Hoje, enquanto se despe ao máximo as meninas do vôlei (sobretudo o de praia) – e várias delas já começam a se rebelar contra essa imposição –, cobre-se os corpos dos rapazes no futebol. Um tipo de discriminação que chega a ser irritante… e broxante, confesso.

Só me resta então puxar na memória a delícia de lembrar, por exemplo, a Copa do México, 1970, quando os nossos atletas jogavam com aqueles shorts curtinhos realçando o que o Brasil tem de melhor em sua genética – glúteos e coxas. As camisetas justinhas mostrando as barrigas tipo tanquinho, os braços bem desenhados. E o melhor, a gente podia ver a gradação do tom da pele de cada um dos meninos: leite, café com leite, chocolate ao leite ou chocolate 100%. Embora em plenos anos duros da ditadura militar, aquela seleção nos trouxe o Tri e pudemos gritar e festejar nosso orgulho. Logo depois veio a Copa na Argentina, anos de chumbo também por lá, mas sempre um evento capaz de nos trazer um pequeno sopro de alegria e beleza dionísica. Afinal, olhar e admirar não tira pedaço, certo?

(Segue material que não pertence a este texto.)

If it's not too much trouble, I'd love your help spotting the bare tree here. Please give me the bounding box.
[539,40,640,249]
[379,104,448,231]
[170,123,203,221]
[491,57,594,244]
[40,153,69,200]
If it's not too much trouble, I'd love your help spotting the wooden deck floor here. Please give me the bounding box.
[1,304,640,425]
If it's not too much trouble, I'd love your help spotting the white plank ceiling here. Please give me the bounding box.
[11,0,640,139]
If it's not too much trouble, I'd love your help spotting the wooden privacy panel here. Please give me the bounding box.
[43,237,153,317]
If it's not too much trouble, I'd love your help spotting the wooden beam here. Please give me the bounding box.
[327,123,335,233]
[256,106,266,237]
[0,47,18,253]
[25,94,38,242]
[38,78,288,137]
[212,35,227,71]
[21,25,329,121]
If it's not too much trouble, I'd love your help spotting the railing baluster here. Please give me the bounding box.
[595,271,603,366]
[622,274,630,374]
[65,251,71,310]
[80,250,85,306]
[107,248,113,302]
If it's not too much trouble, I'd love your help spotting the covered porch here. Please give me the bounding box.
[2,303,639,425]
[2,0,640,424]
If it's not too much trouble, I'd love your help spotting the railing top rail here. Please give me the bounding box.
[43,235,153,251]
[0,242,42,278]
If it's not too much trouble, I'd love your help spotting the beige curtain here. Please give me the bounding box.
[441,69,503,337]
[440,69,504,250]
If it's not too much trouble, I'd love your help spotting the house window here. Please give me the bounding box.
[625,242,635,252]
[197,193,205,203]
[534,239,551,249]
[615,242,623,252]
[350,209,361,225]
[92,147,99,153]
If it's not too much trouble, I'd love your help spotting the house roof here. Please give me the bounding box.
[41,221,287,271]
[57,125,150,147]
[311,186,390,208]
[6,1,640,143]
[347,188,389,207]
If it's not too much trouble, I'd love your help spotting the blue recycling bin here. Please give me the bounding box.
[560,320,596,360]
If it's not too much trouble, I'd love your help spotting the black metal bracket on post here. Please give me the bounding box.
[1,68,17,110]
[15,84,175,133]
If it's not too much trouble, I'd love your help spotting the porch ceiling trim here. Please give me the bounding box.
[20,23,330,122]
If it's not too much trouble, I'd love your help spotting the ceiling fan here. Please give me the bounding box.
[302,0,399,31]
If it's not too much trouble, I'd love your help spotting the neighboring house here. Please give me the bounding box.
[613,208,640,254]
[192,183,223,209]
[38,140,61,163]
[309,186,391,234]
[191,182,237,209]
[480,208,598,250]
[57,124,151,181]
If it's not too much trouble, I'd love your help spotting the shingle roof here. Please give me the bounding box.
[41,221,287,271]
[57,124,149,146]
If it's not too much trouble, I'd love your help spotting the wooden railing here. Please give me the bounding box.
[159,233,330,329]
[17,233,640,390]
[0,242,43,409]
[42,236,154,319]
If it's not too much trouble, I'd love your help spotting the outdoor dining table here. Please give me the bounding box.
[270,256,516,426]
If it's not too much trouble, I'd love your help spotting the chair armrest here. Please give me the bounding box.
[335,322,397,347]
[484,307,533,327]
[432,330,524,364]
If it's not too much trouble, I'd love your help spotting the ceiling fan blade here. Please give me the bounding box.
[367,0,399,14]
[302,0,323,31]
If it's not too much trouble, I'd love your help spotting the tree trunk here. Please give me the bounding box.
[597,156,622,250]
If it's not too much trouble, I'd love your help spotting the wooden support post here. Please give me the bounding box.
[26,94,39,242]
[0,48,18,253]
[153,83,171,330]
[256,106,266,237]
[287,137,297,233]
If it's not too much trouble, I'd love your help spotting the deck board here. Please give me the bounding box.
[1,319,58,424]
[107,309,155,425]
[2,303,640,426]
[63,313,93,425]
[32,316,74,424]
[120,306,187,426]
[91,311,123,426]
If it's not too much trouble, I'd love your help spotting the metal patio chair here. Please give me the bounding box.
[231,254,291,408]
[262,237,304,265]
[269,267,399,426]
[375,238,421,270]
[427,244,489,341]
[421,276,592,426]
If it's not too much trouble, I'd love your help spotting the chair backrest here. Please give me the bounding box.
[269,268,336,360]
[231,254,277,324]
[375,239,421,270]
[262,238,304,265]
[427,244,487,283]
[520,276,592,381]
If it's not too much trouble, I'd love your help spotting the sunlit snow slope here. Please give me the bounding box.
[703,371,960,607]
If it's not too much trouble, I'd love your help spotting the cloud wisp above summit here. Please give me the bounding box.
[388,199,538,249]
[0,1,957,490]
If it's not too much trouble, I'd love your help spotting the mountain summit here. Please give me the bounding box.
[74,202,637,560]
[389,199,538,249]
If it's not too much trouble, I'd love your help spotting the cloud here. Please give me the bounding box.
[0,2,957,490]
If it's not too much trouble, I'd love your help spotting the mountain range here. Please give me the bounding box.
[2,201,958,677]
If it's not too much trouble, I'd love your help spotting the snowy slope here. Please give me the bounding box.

Outras Copas vieram depois. Chegamos ao Tetra, ao Penta, e a Fifa cada vez mais barbarizando a ética, mesmo assim a gente torcia e festejava. O tempo foi passando, o futebol foi ficando excessivamente monetizado, triste e violento. Jogadores ídolos de um pano roto, vendidos para o sistema, funcionando unicamente à base do money, sem aquele brilho no olho do futebol de outrora, quando eram movidos a garra.

Acabamos de saber que o Qatar jogou sujo para ser escolhido como país-sede, interessado em nos esfregar na cara os seus valores homofóbicos, misóginos, xenofóbicos, classistas e uma pá de outros desse naipe. E para combinar com esse moralismo da ditadura fundamentalista do Qatar, até mesmo o mascote escolhido por eles vem nessa linha: La’eeb, que em árabe significa “jogador super habilidoso” vem na forma de um fantasminha totalmente coberto na linha das vestes extremamente brancas que a elite masculina de lá usa no dia a dia (às custas do trabalho duro de empregadas, irmãs ou esposas desses senhores, claro).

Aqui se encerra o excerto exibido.